Uboas dio un grito ahogado cuando lo vio todo. Un caballo perfecto, tan real y precioso como cualquier otra criatura viva. Corría a galope tendido, con la boca abierta inspirando aire y las orejas erguidas hacia delante. Tal le había dibujado una crin tupida que parecía tan real que Uboas estuvo a punto de acariciarla para sentir su tacto sedoso. Tenía un ojo ovalado que era muy cautivador, con un disco negro en el centro, un ojo penetrante que todo lo sabía. Era la forma inanimada más bella que había visto jamás.

Rompió a llorar.

Tal le preguntó qué le sucedía y ella se lo explicó. Estaba conmovida por la magnificencia de su obra, pero también sentía miedo.

¿De qué?

Del nuevo poder que poseía Tal. Era un hombre distinto del que había conocido. El Agua del Cielo lo había transformado en un mediador con el mundo de los espíritus y los antepasados, en un chamán. El viejo Tal había desaparecido, quizá para siempre. Ahora Uboas le tenía miedo. Y su verdadero temor estalló en un géiser de lágrimas. ¿Aún la querría como compañera? ¿Aún la amaría?

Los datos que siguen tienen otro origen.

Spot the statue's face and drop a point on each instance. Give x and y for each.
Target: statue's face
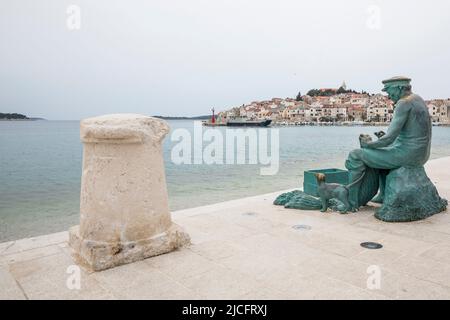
(394, 93)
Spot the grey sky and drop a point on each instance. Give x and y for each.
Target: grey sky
(183, 57)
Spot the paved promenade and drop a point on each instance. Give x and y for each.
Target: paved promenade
(251, 249)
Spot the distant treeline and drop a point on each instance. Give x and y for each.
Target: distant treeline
(13, 116)
(183, 118)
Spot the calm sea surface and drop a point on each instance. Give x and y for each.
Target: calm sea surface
(40, 170)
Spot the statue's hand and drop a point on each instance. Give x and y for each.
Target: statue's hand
(365, 144)
(380, 134)
(364, 140)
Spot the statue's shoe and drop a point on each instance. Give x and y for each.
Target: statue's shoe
(379, 198)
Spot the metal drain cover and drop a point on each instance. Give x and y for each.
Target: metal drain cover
(301, 227)
(371, 245)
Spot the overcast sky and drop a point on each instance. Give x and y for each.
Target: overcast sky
(173, 57)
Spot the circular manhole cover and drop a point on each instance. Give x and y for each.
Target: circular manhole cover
(301, 227)
(371, 245)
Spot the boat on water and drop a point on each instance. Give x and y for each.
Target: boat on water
(239, 123)
(236, 122)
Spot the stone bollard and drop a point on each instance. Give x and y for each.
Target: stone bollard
(124, 211)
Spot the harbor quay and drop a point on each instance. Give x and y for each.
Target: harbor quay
(250, 249)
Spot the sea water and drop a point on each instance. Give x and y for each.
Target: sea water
(40, 170)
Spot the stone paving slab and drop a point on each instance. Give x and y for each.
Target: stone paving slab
(249, 249)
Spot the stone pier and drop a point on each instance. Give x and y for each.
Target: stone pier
(124, 211)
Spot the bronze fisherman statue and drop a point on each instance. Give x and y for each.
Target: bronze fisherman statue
(391, 166)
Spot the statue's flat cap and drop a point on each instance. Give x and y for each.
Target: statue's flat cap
(396, 81)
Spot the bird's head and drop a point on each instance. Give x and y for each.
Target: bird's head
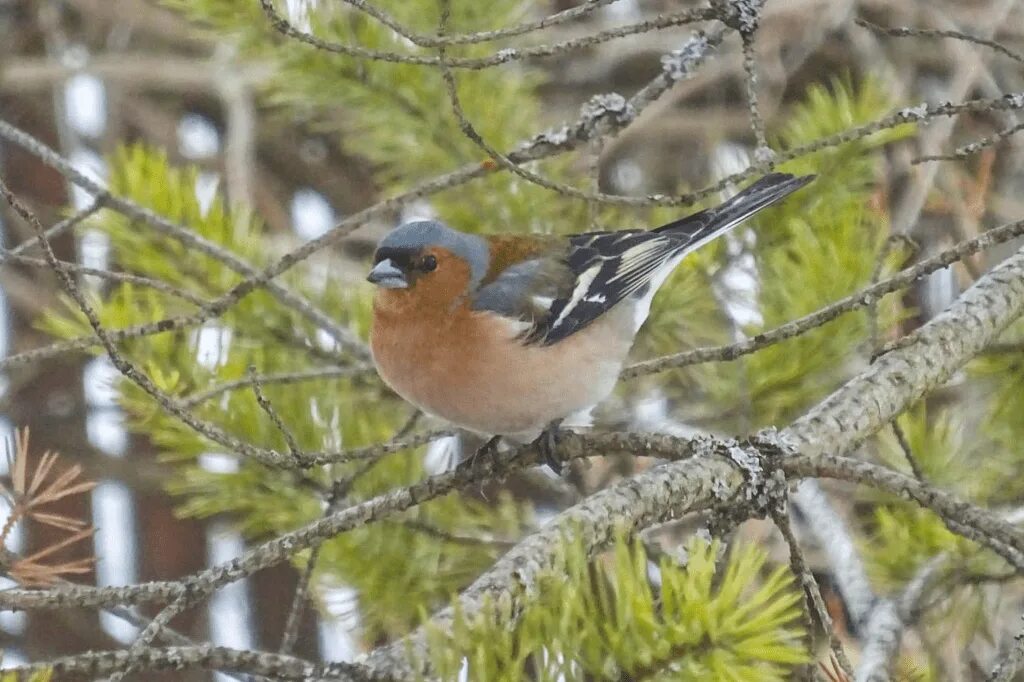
(428, 262)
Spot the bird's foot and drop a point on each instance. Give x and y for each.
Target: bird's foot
(547, 443)
(484, 452)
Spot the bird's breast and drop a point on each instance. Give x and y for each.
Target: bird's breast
(472, 370)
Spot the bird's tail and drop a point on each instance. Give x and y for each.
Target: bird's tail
(700, 227)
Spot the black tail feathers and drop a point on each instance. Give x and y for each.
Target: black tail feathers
(699, 227)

Tal le dio su respuesta. Sí.

Cuando el padre de Tal murió, no era más que un saco de huesos. Lo llevaron a un lugar sagrado, un tramo del río donde la hierba alta y los juncos se inclinaban hacia el agua, un lugar al que había acudido en varias ocasiones a lo largo de su vida para escuchar la voz del agua. Dejaron el cuerpo sobre la pendiente. Desde lo lejos, Tal miró hacia atrás una última vez. Parecía que el anciano descansaba. Si regresaba al cabo de un día solo encontraría huesos. Al cabo de tres, nada.

El ascenso de Tal se hizo efectivo de forma natural. No se celebró ninguna ceremonia, nadie tomó la palabra. No formaba parte de sus costumbres. Si algún miembro del clan albergaba dudas sobre la capacidad de Tal para dirigirlos, quizá habría habido algún cuchicheo, pero los ancianos que recordaban al abuelo de Tal, y la única alma marchita que recordaba al bisabuelo, estaban de acuerdo en que Tal sería un jefe fuerte. Sí, era joven pero era un sanador y un hombre capaz de volar y de entrar en contacto con el mundo natural y el reino de los antepasados. Y todos temían la Ira de Tal, ese momento en que se mostraba intratable y actuaba con una malevolencia violenta. Además, corría el rumor de que existía una cueva mágica en los acantilados que solo Tal y su nueva compañera, Uboas, habían visto.

Un día, Tal anunció que iban a subir hasta los acantilados para que vieran en qué había estado ocupado en los últimos tiempos. Aunque hacía buen tiempo, avanzaron con lentitud, ya que los miembros mayores del clan tenían que caminar con bastón y Uboas llevaba un bebé en su abultado vientre. Cuando llegaron, el sol se encontraba en lo más alto y los rayos se reflejaban en el río. Tal encendió una hoguera en la cornisa y prendió una antorcha embadurnada con grasa de oso para que ardiera lentamente y les proporcionara una buena llama.

Entró en la cueva y el resto del clan lo siguió.

La luz de la antorcha difuminó la transición de la luz a la oscuridad. Envueltos por el susurro del resplandor, su gente se quedó atónita. Una joven mujer chilló asustada porque creía que iba a ser aplastada por los caballos que tenía a la izquierda y los bisontes de la derecha. Un niño se mareó al ver un toro enorme que flotaba sobre su cabeza y se puso a dar saltos para asegurarse de que su madre veía lo mismo que él.

Tal había trabajado a destajo para preparar el lugar. Con la bendición de su padre, había tomado a Uboas como compañera y ambos habían adquirido una feliz rutina. Cuando él no estaba cazando o pescando o resolviendo disputas entre miembros del clan, preparaba Agua del Cielo y subía a la cueva con el brebaje. Bebía el líquido rojo y ácido, pasaba la noche perdido en su mundo de sueños y cuando regresaba junto a su compañera, con energías renovadas y viril, con la pelvis dolorida, yacía con Uboas en la piel de bisonte de su padre sobre el suelo de la cueva y la embestía con las caderas hasta que ambos quedaban exhaustos. Después de dormir, se enfurecía como un animal salvaje, hasta que se quedaba sin fuerzas y agotado tras el demoníaco esfuerzo.